Yasui Hiroshi, Hideshima Teru, Richardson Paul G, Anderson Kenneth C
Jerome Lipper Multiple Myeloma Center, Department of Medical Oncology, Dana-Farber Cancer Institute and Harvard Medical School, Boston, MA, USA.
Br J Haematol. 2006 Feb;132(4):385-97. doi: 10.1111/j.1365-2141.2005.05860.x.

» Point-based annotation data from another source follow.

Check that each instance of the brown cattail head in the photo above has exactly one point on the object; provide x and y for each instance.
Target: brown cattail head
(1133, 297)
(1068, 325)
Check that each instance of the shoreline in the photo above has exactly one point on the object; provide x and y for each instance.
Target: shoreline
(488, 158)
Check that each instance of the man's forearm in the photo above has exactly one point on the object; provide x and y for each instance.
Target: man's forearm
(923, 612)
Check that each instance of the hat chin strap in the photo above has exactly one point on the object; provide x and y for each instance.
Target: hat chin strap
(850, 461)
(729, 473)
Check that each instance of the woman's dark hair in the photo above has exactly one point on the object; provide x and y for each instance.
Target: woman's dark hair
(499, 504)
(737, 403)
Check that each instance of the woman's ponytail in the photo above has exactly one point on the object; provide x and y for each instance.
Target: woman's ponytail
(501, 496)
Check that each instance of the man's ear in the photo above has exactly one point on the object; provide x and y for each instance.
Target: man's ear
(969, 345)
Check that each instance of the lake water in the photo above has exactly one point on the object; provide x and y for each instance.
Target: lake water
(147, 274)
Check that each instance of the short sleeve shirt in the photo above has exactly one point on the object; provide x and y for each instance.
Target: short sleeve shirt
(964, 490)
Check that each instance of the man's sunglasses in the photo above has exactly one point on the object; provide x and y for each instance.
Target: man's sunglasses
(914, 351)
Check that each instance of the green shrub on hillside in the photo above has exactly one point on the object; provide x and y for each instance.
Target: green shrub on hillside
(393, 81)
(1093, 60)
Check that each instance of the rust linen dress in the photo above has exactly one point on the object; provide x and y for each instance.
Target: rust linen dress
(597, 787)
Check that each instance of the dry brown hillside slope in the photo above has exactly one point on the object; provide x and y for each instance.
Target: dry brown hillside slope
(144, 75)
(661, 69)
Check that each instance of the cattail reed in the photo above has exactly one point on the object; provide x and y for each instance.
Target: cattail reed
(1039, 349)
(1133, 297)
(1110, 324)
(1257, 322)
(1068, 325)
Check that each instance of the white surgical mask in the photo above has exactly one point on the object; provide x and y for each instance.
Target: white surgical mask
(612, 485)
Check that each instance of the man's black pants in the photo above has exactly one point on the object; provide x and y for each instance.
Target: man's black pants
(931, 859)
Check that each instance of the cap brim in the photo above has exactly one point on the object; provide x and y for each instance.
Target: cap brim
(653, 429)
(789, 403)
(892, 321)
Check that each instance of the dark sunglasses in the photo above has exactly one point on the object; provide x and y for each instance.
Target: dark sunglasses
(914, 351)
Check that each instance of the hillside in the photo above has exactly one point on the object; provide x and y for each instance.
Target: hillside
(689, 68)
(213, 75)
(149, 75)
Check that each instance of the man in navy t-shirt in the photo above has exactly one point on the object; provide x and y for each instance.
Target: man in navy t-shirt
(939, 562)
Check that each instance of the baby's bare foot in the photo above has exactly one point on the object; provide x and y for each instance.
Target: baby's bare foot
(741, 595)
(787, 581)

Multiple myeloma (MM) remains largely incurable despite conventional and high-dose therapies, and novel biologically based treatment approaches are urgently required. Recent studies demonstrate that various growth factors including interleukin (IL)-6, insulin-like growth factor (IGF)-1, vascular endothelial growth factor (VEGF), the tumour necrosis factor (TNF) family proteins, Wnt, and Notch family members play an important role in MM pathogenesis, and mediate tumour cell proliferation, drug resistance and migration in the bone marrow (BM) milieu. Targeting growth factors, therefore, represents a promising therapeutic strategy in MM. Novel agents inhibiting growth factor signalling cascades can target ligands, receptors, and/or downstream signalling cascade proteins in MM cells and the BM microenvironment. Combinations of these novel agents with conventional therapies may not only enhance cytotoxicity, but also avoid drug resistance and thereby improve patient outcome in MM.
尽管采用了传统疗法和高剂量疗法,多发性骨髓瘤(MM)在很大程度上仍然无法治愈,因此迫切需要基于生物学的新型治疗方法。最近的研究表明,包括白细胞介素(IL)-6、胰岛素样生长因子(IGF)-1、血管内皮生长因子(VEGF)、肿瘤坏死因子(TNF)家族蛋白、Wnt和Notch家族成员在内的多种生长因子在MM发病机制中起重要作用,并介导肿瘤细胞在骨髓(BM)微环境中的增殖、耐药性和迁移。因此,靶向生长因子是MM中一种有前景的治疗策略。抑制生长因子信号级联的新型药物可以靶向MM细胞和BM微环境中的配体、受体和/或下游信号级联蛋白。这些新型药物与传统疗法联合使用,不仅可以增强细胞毒性,还可以避免耐药性,从而改善MM患者的预后。